The flamboyant Mathieu roams more freely, taking chances. He's more likely to give up pass completions, but he's always at the ball, leading the team in tackles (70) and making the type of game-changing plays (six forced fumbles, five fumble recoveries, two interceptions) that fuel his ubiquitous nickname.
"Ty's the type of guy that likes to play with a chip on his shoulder," said Claiborne. "He's coming after you no matter what, and he's going to talk [smack] to you in the process of doing that."
It's no accident that both players -- as well as Peterson and Berry before them -- were able to start contributing from nearly the moment they arrived on campus. While Chavis' defensive scheme is complex, with multiple looks and varied blitzes designed to fluster opponents, he and defensive backs coach Ron Cooper try to keep things simple for their corners.
"The simplicity comes in the technique," said Chavis. "We feel we do a great job of teaching technique, and I think that's where you win. The simplicity of it allows young guys to go out and learn the system and get involved early. But we make those parts in our system interchangeable in terms of combining some different techniques one side and other."
LSU's defense, which ranks second nationally in scoring and total defense behind championship opponent Alabama, is talented from front to back, starting with an ultra-deep defensive line that enables the Tigers to stay fresh and withstand the pounding of physical offenses. They've excelled against a wide variety of offensive styles, slowing down Oregon's up-tempo spread in the season opener, containing West Virginia's pass-happy attack (which just put up 70 points on Clemson in Wednesday's Orange Bowl) and holding two of the SEC's top offenses, Arkansas and Georgia, well below their average production levels in season-ending blowouts.
But for Chavis, whose 1998 Tennessee defense helped the Vols win the first BCS championship, the Tigers' success starts with Claiborne and Mathieu. Being able to count on them to handle their assignments allows LSU the flexibility to mix up its coverages.
"To play our scheme, you really have to be good there -- not at one corner but at both corners," said Chavis. "And it takes speed to play out there with the matchups you're going to be involved in."

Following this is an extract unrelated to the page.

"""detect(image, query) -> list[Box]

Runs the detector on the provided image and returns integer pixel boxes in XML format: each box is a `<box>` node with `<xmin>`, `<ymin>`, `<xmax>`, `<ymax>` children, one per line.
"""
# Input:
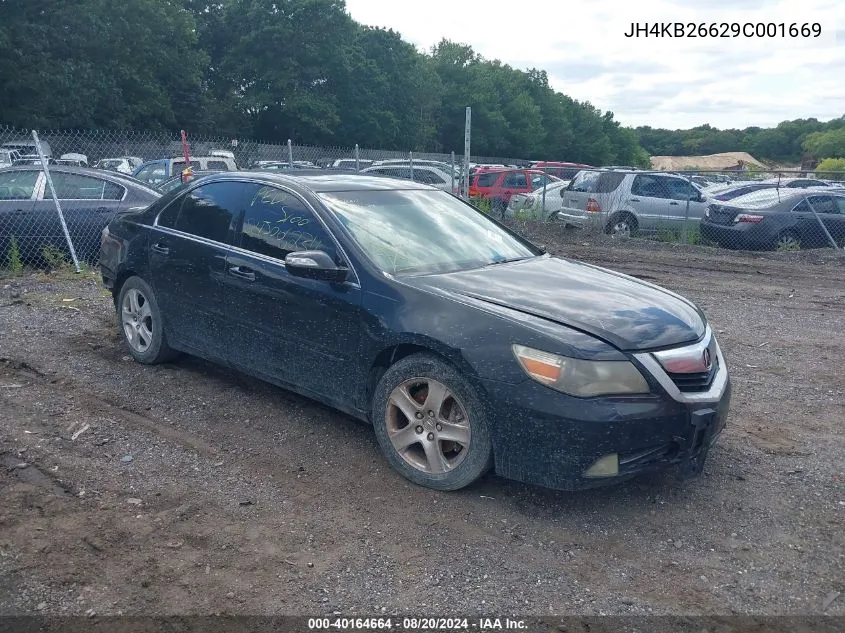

That's the common thread with all of LSU's standout corners. Peterson's speed has been evident on his four return touchdowns as an NFL rookie. Mathieu showed off his own wheels with momentum-changing punt return touchdowns in back-to-back weeks against Arkansas and Georgia. And Claiborne, the fastest player on LSU's roster, still harbors hopes of eventually seeing time at receiver.
"I'll be glad not to play against [Claiborne] again," said Alabama offensive coordinator Jim McElwain, who will take over as Colorado State's head coach after the title game. "The guy's pretty good."
Indeed, Claiborne is so good he's considered a consensus top five pick in April's NFL draft, assuming he skips his senior season. Which brings me back to my original quandary.
How is it possible for one school to produce a top five pick at corner in consecutive years? (Peterson went No. 5 last year.) And how is it remotely possible that neither of those draftees is the player who just became the first corner to earn a Heisman ceremony invitation since 1997 winner Charles Woodson?
"A lot of people said when we lost Pat, those were pretty big shoes to fill, and they were," said Claiborne. "But before he left, he had us working every day, and when he left, we didn't stop."
Claiborne and Mathieu didn't just fill Peterson's shoes. They shined them up, put them on and raced to New Orleans.